Quando questo testo è scritto (intorno al 700 a.C. mentre Abramo visse nel secondo millennio a.C.), sappiamo perfettamente che Dio rifiuta assolutamente i sacrifici umani ma sappiamo pure che doveva essere molto difficile obbedire a questo divieto quando i popoli circostanti praticano sacrifici umani. I racconti biblici suonano ai nostri orecchi come un invito a convertire lo sguardo dell’uomo su Dio. È dunque più corretto leggere questo testo come il racconto della conversione dello sguardo di Abramo su Dio.
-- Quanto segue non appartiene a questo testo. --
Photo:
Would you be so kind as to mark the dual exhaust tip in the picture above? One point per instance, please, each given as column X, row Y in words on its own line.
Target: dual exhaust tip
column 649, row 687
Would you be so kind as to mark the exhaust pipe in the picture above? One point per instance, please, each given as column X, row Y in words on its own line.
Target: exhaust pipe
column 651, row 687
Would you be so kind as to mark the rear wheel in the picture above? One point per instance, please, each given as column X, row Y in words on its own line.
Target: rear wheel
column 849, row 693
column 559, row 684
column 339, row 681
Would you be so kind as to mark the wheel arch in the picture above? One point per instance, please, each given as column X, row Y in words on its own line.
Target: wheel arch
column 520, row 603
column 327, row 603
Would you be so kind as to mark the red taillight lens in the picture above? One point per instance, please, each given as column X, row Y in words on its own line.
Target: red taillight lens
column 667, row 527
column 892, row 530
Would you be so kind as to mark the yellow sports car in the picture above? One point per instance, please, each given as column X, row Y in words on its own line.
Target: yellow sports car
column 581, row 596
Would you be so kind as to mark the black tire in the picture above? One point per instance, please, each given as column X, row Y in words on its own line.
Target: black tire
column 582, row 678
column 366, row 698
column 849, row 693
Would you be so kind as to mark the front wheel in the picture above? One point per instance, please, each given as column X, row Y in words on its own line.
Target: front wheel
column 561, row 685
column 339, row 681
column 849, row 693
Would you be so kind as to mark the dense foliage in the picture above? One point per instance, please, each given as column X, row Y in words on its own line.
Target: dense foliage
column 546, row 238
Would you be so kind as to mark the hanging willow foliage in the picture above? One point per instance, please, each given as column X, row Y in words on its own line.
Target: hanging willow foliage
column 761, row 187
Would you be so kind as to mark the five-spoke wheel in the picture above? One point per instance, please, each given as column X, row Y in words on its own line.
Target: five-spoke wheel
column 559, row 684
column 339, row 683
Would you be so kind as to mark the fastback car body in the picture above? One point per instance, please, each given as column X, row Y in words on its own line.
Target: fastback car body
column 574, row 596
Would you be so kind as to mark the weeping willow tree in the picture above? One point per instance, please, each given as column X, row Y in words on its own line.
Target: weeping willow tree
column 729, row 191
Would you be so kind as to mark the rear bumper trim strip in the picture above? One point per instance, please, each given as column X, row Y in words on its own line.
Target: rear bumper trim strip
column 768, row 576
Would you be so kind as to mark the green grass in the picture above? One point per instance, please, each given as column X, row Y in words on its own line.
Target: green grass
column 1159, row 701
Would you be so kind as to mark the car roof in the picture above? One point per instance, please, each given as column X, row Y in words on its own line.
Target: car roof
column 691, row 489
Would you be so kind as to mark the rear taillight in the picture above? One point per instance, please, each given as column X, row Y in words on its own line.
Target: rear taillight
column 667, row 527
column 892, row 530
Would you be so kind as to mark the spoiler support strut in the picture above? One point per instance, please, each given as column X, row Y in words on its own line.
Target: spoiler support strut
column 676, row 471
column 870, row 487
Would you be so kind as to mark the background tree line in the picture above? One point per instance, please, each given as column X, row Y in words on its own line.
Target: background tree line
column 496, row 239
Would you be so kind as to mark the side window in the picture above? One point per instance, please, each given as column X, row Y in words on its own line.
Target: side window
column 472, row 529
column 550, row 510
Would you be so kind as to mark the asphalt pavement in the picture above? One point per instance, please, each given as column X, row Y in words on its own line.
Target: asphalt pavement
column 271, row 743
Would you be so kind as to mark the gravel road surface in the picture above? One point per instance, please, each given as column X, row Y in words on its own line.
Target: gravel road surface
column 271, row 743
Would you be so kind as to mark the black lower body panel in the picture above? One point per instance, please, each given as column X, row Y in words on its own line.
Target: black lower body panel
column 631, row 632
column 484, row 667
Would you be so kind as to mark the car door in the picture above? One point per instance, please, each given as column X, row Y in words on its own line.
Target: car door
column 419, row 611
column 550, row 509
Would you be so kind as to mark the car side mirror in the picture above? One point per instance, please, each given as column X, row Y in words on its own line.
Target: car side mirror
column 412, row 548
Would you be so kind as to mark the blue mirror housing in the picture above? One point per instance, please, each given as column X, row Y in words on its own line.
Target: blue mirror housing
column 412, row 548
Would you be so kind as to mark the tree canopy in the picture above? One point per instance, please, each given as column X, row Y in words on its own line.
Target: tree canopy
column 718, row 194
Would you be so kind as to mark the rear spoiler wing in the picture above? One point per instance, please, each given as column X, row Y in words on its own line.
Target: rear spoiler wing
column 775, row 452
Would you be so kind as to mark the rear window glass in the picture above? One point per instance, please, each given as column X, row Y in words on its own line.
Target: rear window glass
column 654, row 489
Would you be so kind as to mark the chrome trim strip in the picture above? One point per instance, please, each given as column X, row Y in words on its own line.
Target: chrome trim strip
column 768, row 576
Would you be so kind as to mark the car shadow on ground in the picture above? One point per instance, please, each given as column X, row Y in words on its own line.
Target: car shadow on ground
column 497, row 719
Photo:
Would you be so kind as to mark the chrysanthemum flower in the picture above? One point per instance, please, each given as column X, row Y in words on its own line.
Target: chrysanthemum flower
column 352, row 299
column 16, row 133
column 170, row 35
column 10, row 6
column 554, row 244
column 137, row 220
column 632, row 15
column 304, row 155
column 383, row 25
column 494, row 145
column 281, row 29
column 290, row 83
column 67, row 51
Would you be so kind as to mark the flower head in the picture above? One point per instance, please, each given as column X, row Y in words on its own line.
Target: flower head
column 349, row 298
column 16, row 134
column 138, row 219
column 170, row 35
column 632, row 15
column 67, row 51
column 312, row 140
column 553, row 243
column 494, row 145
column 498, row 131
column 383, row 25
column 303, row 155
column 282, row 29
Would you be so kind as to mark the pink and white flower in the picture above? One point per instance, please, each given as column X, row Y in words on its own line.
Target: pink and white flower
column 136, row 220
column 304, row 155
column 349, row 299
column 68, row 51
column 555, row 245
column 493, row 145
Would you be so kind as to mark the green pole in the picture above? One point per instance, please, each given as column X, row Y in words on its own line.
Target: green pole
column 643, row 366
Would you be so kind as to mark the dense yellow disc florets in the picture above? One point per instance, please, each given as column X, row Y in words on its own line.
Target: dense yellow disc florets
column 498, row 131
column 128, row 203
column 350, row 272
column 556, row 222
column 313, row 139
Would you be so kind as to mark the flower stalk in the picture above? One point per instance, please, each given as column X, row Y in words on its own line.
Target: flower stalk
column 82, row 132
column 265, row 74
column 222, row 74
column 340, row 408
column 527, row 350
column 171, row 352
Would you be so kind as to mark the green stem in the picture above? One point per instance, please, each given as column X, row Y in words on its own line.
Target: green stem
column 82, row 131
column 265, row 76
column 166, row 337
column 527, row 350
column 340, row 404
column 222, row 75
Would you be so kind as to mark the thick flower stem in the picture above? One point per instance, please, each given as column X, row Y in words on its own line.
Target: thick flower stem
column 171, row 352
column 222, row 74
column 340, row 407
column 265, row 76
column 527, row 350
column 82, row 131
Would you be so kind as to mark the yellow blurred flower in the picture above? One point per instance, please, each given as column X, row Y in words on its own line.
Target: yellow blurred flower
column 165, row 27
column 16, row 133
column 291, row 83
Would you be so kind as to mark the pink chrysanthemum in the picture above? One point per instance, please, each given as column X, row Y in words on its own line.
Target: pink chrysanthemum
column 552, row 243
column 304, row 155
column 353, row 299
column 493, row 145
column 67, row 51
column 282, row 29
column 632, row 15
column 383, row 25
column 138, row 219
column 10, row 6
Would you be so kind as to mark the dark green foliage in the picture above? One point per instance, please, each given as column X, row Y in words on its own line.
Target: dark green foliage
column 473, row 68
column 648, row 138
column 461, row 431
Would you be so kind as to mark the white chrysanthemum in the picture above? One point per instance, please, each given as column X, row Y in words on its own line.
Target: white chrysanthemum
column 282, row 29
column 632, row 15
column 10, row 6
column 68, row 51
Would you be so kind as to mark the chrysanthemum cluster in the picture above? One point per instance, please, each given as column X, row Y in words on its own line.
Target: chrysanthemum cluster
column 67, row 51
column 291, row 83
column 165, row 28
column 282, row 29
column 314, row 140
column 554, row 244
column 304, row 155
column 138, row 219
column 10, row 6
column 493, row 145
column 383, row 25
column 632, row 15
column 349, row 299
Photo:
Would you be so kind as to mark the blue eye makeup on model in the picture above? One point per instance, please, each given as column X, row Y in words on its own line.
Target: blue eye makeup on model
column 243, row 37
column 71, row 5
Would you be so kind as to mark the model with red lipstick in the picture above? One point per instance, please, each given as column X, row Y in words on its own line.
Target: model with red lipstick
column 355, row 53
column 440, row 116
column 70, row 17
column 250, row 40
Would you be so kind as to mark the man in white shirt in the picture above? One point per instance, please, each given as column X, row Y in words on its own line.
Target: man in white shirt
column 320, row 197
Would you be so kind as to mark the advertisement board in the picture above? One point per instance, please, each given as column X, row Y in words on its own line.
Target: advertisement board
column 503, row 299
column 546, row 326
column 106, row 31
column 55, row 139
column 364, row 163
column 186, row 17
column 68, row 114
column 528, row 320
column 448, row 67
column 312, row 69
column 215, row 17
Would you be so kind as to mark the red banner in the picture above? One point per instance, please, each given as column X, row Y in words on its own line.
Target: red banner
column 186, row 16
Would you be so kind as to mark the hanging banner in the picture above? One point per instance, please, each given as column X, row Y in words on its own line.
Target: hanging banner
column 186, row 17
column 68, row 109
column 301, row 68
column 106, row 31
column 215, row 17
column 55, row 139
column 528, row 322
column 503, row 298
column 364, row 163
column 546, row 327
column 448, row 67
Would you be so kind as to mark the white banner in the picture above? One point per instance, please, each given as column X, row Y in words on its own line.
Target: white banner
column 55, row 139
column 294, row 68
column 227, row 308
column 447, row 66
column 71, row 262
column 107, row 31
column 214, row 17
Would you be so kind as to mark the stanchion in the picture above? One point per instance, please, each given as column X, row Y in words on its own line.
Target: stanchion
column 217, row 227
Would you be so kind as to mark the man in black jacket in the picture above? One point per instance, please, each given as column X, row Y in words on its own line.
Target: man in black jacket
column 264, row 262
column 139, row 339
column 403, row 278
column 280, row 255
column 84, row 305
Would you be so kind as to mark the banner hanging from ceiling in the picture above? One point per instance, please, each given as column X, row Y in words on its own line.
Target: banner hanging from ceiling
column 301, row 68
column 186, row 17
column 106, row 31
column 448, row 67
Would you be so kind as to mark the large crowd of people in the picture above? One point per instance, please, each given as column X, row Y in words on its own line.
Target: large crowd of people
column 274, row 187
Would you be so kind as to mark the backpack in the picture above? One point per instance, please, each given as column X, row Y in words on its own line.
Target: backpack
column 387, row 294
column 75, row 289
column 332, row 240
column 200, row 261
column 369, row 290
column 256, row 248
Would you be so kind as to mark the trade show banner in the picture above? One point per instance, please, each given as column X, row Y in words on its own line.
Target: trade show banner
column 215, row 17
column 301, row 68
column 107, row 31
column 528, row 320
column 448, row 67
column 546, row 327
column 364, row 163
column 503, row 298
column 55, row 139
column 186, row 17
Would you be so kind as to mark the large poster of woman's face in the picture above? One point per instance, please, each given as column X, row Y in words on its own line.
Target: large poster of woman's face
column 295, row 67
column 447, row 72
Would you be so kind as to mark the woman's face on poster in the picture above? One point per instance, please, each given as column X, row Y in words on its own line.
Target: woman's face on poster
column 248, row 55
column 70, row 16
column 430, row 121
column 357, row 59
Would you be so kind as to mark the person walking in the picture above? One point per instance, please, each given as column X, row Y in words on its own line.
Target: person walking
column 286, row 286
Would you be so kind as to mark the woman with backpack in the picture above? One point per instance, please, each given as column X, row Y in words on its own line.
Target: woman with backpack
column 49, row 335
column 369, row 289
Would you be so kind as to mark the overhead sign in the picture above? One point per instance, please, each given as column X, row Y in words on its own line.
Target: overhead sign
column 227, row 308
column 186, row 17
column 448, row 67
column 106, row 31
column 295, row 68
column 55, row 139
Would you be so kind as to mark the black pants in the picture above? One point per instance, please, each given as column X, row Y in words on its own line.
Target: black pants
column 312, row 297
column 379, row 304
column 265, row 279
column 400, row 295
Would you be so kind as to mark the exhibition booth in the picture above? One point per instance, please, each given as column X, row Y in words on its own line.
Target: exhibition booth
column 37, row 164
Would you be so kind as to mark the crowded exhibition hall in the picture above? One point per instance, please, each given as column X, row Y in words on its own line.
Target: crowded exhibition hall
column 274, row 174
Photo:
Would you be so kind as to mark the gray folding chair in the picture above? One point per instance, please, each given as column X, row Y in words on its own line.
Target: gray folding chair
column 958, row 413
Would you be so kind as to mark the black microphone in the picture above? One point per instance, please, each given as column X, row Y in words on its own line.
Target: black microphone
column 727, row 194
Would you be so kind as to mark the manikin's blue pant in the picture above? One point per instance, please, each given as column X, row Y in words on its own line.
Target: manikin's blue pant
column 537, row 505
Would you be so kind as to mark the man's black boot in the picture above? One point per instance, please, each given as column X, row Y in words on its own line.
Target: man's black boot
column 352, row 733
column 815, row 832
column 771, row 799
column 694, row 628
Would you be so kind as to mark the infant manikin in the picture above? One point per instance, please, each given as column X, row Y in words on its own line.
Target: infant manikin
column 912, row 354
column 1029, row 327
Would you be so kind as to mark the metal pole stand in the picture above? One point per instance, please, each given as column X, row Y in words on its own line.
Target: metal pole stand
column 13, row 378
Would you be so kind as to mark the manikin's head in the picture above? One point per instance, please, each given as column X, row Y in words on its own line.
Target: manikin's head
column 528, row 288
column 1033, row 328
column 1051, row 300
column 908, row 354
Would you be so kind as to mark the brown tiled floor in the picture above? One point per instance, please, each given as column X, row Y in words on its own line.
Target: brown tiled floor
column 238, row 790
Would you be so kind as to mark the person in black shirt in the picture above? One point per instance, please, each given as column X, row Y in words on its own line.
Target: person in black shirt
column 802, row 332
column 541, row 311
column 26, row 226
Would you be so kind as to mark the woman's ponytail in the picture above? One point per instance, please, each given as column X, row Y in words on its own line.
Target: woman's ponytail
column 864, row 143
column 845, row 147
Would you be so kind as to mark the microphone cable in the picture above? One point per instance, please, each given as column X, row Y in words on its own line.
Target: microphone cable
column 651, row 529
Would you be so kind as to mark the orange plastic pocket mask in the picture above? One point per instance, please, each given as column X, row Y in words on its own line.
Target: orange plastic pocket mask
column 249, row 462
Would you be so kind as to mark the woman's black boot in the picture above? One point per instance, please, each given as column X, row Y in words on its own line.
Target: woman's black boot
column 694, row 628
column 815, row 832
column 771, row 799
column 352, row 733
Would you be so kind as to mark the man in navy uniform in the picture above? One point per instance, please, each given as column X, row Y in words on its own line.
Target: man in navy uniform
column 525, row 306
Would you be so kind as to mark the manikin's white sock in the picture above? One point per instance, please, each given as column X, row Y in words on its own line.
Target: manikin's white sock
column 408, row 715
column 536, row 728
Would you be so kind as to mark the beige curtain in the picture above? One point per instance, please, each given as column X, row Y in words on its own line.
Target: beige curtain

Ma ora saliamo su un altro  monte…

Dal Vangelo secondo Marco
(9,2-10)

In quel tempo, Gesù prese con sé Pietro, Giacomo e Giovanni e li condusse su un alto monte, in disparte, loro soli.
Fu trasfigurato davanti a loro e le sue vesti divennero splendenti, bianchissime: nessun lavandaio sulla terra potrebbe renderle così bianche. E apparve loro Elia con Mosè e conversavano con Gesù. Prendendo la parola, Pietro disse a Gesù: «Rabbì, è bello per noi essere qui; facciamo tre capanne, una per te, una per Mosè e una per Elia». Non sapeva infatti che cosa dire, perché erano spaventati. Venne una nube che li coprì con la sua ombra e dalla nube uscì una voce: «Questi è il Figlio mio, l’amato: ascoltatelo!». E improvvisamente, guardandosi attorno, non videro più nessuno, se non Gesù solo, con loro.
Mentre scendevano dal monte, ordinò loro di non raccontare ad alcuno ciò che avevano visto, se non dopo che il Figlio dell’uomo fosse risorto dai morti. Ed essi tennero fra loro la cosa, chiedendosi che cosa volesse dire risorgere dai morti.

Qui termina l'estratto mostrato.